QlikView is the tool to turn to. It delivers results. Real value, right now. And you can be confident that it can achieve any business analysis you can think of. To get an idea of what QlikView can do, follow this thread on LinkedIn with over 100 unique uses for QlikView.
Related posts:
Hi
My Qlikview “WOW” quickly dissipated once I discovered I still needed a technical resource to get anything done.
Qlikview is an impressive data integration toolset with interactive data browsing and dash boarding capabilities. It is a technical tool for consultants like YOU. It reduces your cost and time to deliver solutions to the business. However, it is not a reporting tool, true analytical workbench or designed for non-technical users like myself.
Non-technical users will browse their data and maybe could figure out the dialogs to create charts and dashboards; however, they will struggle with setting up more complicated standard industry analysis models and require a technical resource to develop these dashboards. Furthermore, Qlikview is missing a key feature found in other visual analytical workbench products; the ability to select random points from a chart and create a subset for further analysis. Without this feature Qlikview is nothing more than an impressive interactive data browser; it is not an analytical workbench.
To make Qlikview do anything really useful/acurate, I found I needed a consultant proficient in the scripting language, macros and chart objects.
Due to the lack of analytical workbench features and technical resource requirements, business users will quickly realize that Qlikview does not buy them freedom from IS or BI consultants. All I did was swap out my SAP consultant cost with a Qlikview consultant cost.
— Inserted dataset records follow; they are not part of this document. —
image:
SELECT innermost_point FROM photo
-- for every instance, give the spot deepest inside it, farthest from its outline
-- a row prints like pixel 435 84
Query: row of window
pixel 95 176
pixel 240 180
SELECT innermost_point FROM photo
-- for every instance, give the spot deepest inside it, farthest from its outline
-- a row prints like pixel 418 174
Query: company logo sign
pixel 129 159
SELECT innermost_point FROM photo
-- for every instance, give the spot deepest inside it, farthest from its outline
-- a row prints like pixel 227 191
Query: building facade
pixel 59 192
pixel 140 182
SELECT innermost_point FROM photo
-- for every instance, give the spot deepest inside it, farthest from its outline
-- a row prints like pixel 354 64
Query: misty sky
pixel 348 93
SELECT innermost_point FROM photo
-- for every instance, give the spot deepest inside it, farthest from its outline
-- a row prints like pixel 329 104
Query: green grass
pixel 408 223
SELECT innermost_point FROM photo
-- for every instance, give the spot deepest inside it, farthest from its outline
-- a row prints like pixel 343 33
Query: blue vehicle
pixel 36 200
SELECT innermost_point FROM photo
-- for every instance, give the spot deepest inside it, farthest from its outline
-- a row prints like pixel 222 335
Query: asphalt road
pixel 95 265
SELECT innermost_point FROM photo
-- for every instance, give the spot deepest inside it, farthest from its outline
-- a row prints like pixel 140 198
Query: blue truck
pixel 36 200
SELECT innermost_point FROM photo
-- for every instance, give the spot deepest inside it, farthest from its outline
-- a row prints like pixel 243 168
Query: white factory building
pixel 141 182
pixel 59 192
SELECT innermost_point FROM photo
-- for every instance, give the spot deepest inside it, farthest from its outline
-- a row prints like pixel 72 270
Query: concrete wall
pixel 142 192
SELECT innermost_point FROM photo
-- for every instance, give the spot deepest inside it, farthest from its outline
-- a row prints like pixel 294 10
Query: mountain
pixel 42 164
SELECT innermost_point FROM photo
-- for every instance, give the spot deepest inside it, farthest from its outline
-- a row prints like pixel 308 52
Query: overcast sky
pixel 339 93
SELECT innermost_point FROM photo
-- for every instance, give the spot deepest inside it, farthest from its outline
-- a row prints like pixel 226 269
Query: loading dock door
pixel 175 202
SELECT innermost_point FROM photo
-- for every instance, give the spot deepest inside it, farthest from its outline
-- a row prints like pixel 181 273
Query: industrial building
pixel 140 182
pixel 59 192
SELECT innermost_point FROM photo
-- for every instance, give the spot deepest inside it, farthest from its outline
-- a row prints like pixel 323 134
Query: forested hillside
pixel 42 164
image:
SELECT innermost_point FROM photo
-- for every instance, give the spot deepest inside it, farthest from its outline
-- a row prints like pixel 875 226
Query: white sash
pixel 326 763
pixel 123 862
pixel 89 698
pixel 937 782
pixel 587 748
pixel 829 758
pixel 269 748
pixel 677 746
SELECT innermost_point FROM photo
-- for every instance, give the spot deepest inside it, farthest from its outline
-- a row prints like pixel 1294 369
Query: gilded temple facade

Personally, I prefer to have my technical resource do all the data integration, cleansing and transformation work and NONE of the charting work. I (the business user) will do all of the charting/dashboard work in a real analytical tool like tableau.
An perfect solution would be a tool like Tableau pointing to a columnar database. You get all the performance and multi-dimensional analytical benefits of Qlikview + you don’t need a nerd to code your charts.
Thank you for your feedback! It’s true that my post was from my own expert level perspective and it’s been a long time since I’ve been a fresh user. Your critique is accurate. I recently came back from the global partner conference and there are going to be major changes that will address some, but not all, of your concerns. I would point out that the Tableau+columnar database still requires that data gets IN to the database. Particularly for those well-versed in QlikView and other BI/ETL/DB platforms, this is the best part of using QlikView.
Yes, correct. I’d still need IT to prepare my data in Vertica.
I guess my point was that Qlikview does not really lower my BI consulting costs since I still need consultants around to develop charts. Yes, the data integration is easier for you (the consultant) to code, but I’m still going to need you around to code the charts.
To me BI has always been more a problem of human resources, than technology. I don’t care how cool a tool is, if I still need a consultant around to code reports, then what have I really gained/saved?
For example, instead of hiring you to build a Qlikview datastore (1 week) and reports (6+months), I’d hire you to build me only a vertica data store + automation (2 months+sporadic maintenance). Business will do their own reporting.
With consulting services (day rates) the real cost in BI…in 5 years which of the above solutions will cost less? Vertica/Tableau solution will cost less and have higher adoption rates, because external consultants are not being paid to develop charts/dashboards.
I’m waiting for the day when I can use a best of breed non-technical integration tool (Lyza type interface) with a best of breed visualisation tool (tableau). Then self-service analytics will be a reality. Sadly, all these new DI tools have proprietary closed structures.